When is it acceptable to reject a wine in a restaurant?
There is widespread confusion about the protocol of ordering a wine in a restaurant. The person who orders the wine gets to taste a small amount before it is poured. However, this assumes a lot of knowledge on the part of the customer. It’s perhaps a bit unfair to assume that most guests know exactly what the ‘taste’ is for.
First, you order the wine. The sommelier fetches the wine, brings it to your table, and shows you the bottle so you can check what you have ordered. Then, one of two things happen. In most places, they will open it table side and pour a small amount for the person who ordered it.
In some (usually high-end) places, the sommelier will open the wine at a station distant from the table and taste it first. Then, if it is faulty, they can discretely change the bottle. They will then bring the open bottle to the table and let whoever ordered the wine taste it, and there shouldn’t be a problem.
So, if you are given the wine to taste, what are you looking for? You are looking for an obvious wine fault, and usually this means cork taint. Theoretically, you could reject the wine if it was heavily bretty or reduced, but it would have to be pretty far gone for this to be appropriate. If a wine was completely oxidised, then you can also reject it, but for a very old wine this could be tricky.
What you are not doing is tasting the wine to see if it is just right for you tonight. The only acceptable reason to reject a wine is faultiness.
The big issue here is what happens if you think the wine is cork tainted, but the sommelier disagrees. This should never happen: if you think it is cork tainted, the wine is cork tainted. Sommeliers: you can only lose if you start entering into a negotiation over cork taint or not. You have ruined your guests’ evening. Don’t do it.
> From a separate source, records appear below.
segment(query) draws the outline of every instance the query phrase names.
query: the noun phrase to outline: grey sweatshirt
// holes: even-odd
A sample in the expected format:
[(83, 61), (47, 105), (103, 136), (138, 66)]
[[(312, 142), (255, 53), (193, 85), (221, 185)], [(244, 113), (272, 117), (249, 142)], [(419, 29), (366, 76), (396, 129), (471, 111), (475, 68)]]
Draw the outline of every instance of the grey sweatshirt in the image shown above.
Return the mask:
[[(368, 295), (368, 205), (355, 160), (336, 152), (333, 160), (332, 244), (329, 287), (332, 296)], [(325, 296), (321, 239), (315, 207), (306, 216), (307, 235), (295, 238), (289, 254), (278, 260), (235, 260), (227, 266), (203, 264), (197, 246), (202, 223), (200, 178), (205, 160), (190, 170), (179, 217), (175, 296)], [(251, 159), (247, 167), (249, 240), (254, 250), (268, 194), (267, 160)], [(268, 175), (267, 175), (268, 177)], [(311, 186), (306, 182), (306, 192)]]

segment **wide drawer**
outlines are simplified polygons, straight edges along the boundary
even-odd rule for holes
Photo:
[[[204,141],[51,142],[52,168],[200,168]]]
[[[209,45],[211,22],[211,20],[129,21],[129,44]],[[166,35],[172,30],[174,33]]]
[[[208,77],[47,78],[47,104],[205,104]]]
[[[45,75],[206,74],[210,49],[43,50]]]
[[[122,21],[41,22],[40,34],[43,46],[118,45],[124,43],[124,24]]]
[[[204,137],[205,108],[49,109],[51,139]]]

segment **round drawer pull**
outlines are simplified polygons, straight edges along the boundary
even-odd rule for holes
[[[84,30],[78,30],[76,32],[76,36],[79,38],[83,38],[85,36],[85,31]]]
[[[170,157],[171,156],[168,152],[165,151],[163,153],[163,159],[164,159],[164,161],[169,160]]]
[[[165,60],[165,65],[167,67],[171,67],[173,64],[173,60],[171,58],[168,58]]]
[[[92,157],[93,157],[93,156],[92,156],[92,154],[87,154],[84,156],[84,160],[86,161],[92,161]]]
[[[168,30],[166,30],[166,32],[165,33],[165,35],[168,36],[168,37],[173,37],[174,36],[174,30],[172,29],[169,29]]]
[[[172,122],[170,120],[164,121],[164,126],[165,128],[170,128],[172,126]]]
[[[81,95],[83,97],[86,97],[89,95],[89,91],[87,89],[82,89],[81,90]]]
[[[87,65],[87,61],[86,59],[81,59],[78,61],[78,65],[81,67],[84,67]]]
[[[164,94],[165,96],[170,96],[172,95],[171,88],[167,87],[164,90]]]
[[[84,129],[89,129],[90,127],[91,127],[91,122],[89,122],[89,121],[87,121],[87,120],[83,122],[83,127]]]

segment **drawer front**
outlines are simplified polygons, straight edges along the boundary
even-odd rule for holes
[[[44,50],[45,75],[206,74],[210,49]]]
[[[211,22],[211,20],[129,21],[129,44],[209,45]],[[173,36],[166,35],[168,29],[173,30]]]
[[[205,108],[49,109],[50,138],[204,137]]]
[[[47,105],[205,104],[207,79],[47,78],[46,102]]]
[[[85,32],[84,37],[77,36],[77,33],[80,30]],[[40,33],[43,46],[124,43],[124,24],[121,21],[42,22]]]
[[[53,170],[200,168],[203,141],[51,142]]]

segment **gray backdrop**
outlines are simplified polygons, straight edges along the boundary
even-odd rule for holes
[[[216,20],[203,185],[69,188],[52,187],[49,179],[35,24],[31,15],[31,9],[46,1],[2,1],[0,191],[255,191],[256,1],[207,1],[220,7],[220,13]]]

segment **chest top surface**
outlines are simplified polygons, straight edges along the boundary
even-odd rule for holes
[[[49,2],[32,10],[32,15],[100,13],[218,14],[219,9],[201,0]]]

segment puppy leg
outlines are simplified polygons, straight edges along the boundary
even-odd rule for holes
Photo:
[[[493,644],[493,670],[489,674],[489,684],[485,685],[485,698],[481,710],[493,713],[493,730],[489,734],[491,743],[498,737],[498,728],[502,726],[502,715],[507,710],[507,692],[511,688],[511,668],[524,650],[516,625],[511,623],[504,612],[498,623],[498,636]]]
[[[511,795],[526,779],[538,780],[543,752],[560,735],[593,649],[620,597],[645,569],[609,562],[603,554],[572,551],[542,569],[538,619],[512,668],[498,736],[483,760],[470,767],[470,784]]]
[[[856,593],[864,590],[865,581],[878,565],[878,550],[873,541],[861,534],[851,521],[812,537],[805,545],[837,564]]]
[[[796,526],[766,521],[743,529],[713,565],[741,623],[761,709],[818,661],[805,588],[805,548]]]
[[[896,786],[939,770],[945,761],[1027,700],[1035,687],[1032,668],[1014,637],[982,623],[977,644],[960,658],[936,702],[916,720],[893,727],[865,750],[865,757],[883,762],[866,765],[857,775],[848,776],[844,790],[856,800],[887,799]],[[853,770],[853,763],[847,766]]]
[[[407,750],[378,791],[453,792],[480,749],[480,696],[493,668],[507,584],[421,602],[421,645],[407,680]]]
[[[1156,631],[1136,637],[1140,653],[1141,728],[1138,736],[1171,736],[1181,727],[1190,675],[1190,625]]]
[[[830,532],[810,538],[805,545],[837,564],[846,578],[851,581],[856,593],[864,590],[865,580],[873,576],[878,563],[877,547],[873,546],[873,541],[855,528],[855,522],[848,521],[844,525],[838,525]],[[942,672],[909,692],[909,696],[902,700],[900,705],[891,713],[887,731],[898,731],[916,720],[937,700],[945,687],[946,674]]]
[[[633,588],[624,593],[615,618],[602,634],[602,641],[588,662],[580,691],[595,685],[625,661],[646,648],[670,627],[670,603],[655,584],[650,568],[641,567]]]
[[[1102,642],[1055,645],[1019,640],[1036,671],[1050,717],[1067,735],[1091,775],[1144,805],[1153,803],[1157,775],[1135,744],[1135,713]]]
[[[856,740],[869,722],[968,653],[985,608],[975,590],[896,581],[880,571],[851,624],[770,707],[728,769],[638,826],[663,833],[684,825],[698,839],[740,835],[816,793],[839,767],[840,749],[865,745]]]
To sum up, the next time you will go to a restaurant and order a wine, try to follow this protocol:
- The person ordering tastes the wine;
- In an ideal world the sommelier or server also tastes the wine, away from the table;
- If the wine has a clear fault, it can be rejected;
- Otherwise, the wine is then poured for the guests;
- If the customer rejects the wine, then the wine is replaced. It is not the beginning of a negotiation: this cannot end well.